Литмир - Электронная Библиотека

– Интересно. И что теперь будет?

– А то. Мы с тобой люди неверующие. Или так скажем, агностики. И родилась у меня мысль: мы пока ещё имеем право законсервировать артефакт, не давать по нему более никакой информации до своего возвращения, а там объявимся, неспешно востребуем его для проведения дальнейших и глубоких научных исследований, – профессор хитро улыбнулся.

– И изучим состав глины, из которой была изготовлена чашка, – младшая сотрудница в такт насмешливо перебила вальяжного преподавателя.

– В том числе. Я не гонюсь за славой, но… очень, честно сказать, надеюсь, что там не остатки жертвенного быка, заколотого две тысячи лет назад твоими предками – ты говорила, что основательно изучила свой фенотип, так что именно твой скифский прадед мог подложить свинью и явился причиной помутнения сознания многих уважаемых людей. В том числе и моего, между прочим. Но разве тебе не любопытно знать, что в действительности находится в этой чашке? Не интересно своими руками пощупать то, о чём болтают люди две тысячи лет? – профессор сделал вид, что испугался своих слов, но тут же продолжил. – Гм, а почему, в самом деле, это не может иметь отношение к самому известному и авторитетному человеку из живших на этой планете.

– Ах, вот в чём дело. Молчал до сих пор. Любопытно. Интересно. Романтично. Ты знаешь, я всегда согласна – и лучшего помощника у тебя никогда не будет, – Елизавета ткнулась лбом в профессорское худощавое плечо. Ей показалось, что на глазах у неё появились слёзы, что сказать надо было что-то ещё, совсем другое. Но она опоздала – ничего, к этой теме они ещё могут вернуться. Сегодня. В лагере. В постели.

– Так я и думал. Романтично. Завтра же заявку и докладную оформим и отошлём. А там, глядишь, не мессию найдем, так в святые отцы пролезем. Верно говорю, Лиз?

– Всё верно, Иосиф.

Часть 3. Как это всё начиналось

Моросил дождь. Мужчины зябли в степи, выпасая небольшой гурт овец и табунок лошадей; кое-кто отважился выйти в море. За пеленой дождя, вдали, проглядывались приземлённые каменные строения боспорской столицы Пантикапея. Их родное поселение находилось много ближе и состояло из двенадцати шатров, покрытых конскими шкурами. С юга задувал промозглый злой ветер, он рвался в вытяжные отверстия, загонял дым обратно в жилища.

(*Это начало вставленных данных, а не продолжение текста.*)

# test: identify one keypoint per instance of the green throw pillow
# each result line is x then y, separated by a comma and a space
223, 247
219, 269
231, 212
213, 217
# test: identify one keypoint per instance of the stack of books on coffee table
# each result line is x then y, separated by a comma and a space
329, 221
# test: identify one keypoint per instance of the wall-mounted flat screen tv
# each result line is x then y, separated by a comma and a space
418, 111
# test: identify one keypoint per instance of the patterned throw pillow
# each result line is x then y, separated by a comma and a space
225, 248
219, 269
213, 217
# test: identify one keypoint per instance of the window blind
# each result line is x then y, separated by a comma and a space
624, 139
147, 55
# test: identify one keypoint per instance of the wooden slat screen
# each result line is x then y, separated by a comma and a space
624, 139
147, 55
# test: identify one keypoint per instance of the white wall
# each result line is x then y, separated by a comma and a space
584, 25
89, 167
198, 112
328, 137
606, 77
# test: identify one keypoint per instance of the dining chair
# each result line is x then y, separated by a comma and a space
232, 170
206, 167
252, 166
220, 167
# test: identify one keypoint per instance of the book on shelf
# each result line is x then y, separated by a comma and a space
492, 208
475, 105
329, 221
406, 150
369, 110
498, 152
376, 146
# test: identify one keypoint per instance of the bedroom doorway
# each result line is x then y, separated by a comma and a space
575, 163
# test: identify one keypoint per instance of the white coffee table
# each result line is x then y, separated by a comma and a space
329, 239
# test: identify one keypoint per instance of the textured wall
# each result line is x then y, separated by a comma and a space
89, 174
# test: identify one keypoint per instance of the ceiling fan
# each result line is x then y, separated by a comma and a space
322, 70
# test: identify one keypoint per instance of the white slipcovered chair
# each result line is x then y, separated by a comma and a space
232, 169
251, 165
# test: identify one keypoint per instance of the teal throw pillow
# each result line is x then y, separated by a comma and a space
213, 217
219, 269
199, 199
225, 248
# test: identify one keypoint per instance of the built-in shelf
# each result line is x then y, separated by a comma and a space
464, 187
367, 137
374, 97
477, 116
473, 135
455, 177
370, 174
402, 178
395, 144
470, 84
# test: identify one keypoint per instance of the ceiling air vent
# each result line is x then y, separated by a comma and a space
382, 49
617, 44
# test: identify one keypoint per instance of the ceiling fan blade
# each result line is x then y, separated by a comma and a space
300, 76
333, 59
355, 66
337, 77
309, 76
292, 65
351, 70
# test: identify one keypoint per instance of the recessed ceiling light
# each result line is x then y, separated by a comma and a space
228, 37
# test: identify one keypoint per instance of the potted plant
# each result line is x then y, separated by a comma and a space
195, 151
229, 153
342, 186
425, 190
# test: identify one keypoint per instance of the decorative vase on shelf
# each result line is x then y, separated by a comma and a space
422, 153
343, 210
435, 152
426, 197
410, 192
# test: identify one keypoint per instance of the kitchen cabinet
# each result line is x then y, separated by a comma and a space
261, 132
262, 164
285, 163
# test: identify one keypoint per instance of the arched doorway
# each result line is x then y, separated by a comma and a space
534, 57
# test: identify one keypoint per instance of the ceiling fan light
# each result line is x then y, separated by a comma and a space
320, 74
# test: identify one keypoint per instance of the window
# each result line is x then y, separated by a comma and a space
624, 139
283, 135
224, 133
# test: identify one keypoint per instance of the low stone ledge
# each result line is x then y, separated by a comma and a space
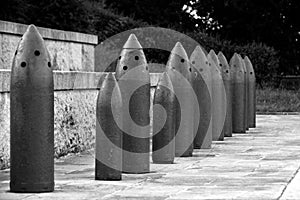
53, 34
69, 80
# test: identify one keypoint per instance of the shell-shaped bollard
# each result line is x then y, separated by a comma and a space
202, 85
179, 71
218, 99
226, 76
246, 91
163, 140
238, 95
134, 82
251, 94
108, 162
32, 116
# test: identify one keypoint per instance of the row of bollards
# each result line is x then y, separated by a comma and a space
197, 100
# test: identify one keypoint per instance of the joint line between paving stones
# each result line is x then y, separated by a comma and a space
284, 189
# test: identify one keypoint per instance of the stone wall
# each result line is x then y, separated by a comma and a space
75, 83
72, 55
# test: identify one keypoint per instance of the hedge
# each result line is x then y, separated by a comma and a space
90, 17
265, 59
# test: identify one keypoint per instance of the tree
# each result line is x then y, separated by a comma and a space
274, 22
164, 13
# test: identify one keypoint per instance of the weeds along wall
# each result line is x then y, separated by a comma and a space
75, 83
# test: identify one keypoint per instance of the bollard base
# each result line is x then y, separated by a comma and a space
110, 178
32, 187
163, 162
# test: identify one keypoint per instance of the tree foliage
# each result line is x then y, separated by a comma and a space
274, 22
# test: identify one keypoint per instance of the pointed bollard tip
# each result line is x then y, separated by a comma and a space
218, 100
132, 70
251, 94
225, 70
179, 71
32, 116
238, 95
202, 85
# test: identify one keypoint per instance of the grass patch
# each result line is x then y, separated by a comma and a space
277, 100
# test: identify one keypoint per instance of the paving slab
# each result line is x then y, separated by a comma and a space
262, 164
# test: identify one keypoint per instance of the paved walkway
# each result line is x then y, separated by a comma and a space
262, 164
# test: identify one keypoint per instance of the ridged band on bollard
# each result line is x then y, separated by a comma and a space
108, 162
238, 95
246, 93
178, 69
218, 98
163, 142
226, 76
132, 70
202, 86
251, 94
32, 116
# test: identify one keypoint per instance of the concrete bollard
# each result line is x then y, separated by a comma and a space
134, 81
225, 69
32, 116
202, 85
218, 99
178, 69
163, 142
251, 94
238, 95
246, 93
108, 162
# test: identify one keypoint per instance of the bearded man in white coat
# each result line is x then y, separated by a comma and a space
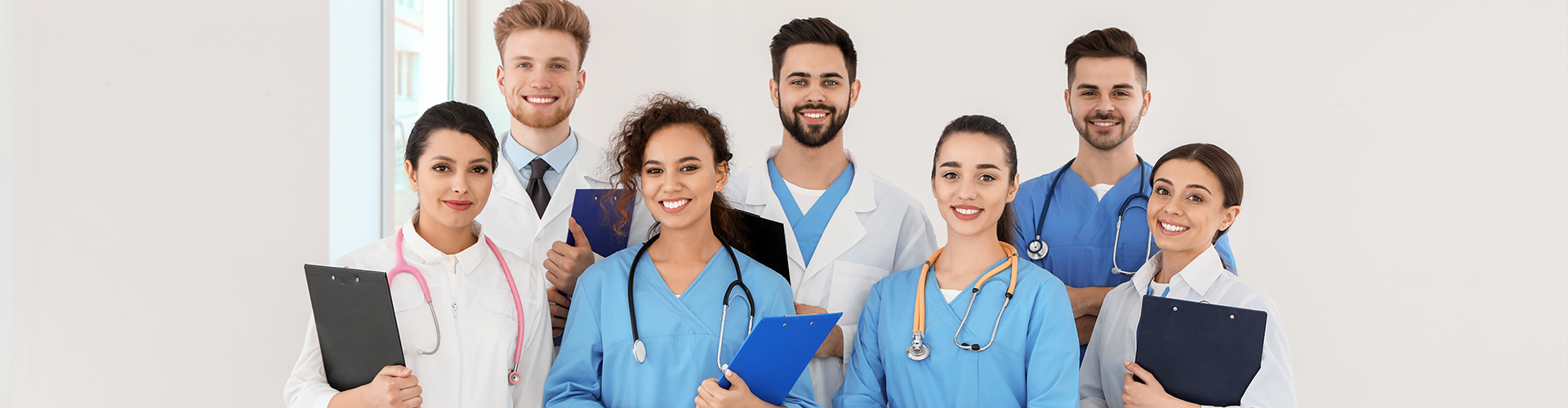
845, 226
543, 161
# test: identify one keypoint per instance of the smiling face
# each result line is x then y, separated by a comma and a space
814, 93
679, 178
452, 178
540, 76
1187, 206
973, 184
1107, 100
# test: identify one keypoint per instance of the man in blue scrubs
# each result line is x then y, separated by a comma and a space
1079, 203
845, 226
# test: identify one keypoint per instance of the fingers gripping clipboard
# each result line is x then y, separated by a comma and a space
777, 353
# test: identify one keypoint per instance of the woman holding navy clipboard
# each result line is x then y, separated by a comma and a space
453, 294
973, 326
1196, 195
651, 322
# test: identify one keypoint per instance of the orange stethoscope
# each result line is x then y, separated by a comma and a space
918, 348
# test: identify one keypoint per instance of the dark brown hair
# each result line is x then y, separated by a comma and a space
630, 142
1218, 162
549, 15
814, 30
1111, 42
987, 126
451, 115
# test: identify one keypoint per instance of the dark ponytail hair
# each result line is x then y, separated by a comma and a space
451, 115
1217, 162
982, 124
630, 142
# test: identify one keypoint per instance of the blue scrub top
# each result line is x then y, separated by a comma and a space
1080, 228
595, 366
1034, 360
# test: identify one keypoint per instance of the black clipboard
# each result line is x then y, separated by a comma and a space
1201, 353
765, 242
354, 324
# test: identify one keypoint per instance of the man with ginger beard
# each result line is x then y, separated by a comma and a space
1078, 241
845, 226
543, 162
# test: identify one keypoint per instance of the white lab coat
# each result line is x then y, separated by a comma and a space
518, 228
1205, 278
479, 326
877, 229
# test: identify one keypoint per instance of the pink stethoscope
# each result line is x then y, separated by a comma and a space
402, 267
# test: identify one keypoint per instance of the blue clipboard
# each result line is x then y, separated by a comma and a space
593, 211
777, 353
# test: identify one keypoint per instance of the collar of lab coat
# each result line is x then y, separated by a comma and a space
860, 198
424, 253
1198, 275
510, 187
841, 233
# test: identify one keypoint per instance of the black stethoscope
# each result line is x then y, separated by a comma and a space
640, 352
1039, 248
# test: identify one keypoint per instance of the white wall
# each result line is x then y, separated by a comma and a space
172, 178
172, 168
1397, 156
7, 198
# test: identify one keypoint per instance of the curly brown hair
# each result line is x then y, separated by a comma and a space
630, 140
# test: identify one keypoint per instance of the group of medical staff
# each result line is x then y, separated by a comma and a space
1032, 300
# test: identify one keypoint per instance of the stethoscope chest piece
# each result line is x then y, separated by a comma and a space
918, 348
1037, 248
639, 352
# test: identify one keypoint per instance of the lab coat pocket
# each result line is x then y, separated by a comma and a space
497, 302
850, 286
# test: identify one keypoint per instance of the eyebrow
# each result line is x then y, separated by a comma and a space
530, 59
1114, 86
808, 76
1191, 185
683, 159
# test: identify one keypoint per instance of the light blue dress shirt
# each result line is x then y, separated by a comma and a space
559, 159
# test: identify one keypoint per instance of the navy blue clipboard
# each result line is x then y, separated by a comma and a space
354, 324
777, 353
593, 211
1201, 353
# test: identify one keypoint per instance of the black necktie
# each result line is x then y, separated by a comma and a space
537, 192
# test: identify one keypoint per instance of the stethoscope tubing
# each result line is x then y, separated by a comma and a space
513, 377
639, 350
1039, 248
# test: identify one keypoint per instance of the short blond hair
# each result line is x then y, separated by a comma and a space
549, 15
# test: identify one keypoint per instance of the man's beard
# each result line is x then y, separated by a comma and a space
540, 120
814, 135
1106, 140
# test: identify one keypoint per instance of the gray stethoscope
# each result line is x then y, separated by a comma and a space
640, 352
918, 350
1039, 248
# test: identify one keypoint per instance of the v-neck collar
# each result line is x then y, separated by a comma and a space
681, 304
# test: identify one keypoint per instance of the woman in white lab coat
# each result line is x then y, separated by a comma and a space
480, 361
1196, 195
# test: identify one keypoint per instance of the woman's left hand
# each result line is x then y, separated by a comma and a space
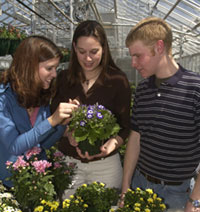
106, 149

В одном из них на овчиной шкуре лежала молодая женщина. Время от времени она вставала и подбрасывала сырые ветки можжевельника в тусклый огонь. Она широко улыбалась и красными, воспалёнными глазами смотрела на серебряный крестик, подаренный ей ровно три года назад эллинским купцом. С греками малое кочевое племя русов встретилось здесь же, на боспорском берегу, когда возникла необходимость поначалу в обмене товарами, а потом и в закупках готовой упряжи и надёжной оснастки для рыбачьих лодок. Никто из стариков не мог сказать, что привело северян к морю. Но как кочевники, так и рыбаки из них получились никудышные. Люди всегда голодали, их число уменьшалось.

«««Мария вспоминала, как высокий тонконосый грек, сын знатного купца, учил её христианским молитвам, как она уверовала сама и позднее пошла с проповедью о едином Господе от Пантикапея до Керменчика, половецкой столицы всей Таврики. Уезжая, Агатон Кафский попросил зайти её по пояс в мелководный лиман, обрызгал водой и подарил ей серебряный крест, суть и назначение которого давно объяснил. Теперь он просил рассказать о христианской вере всему их небольшому народу и примирить степняков между собой.

"Если ты сделаешь это, мне будет дозволено жениться не на девушке из племени варваров, а на женщине из народа единоверцев", – сказал, прощаясь, Агатон.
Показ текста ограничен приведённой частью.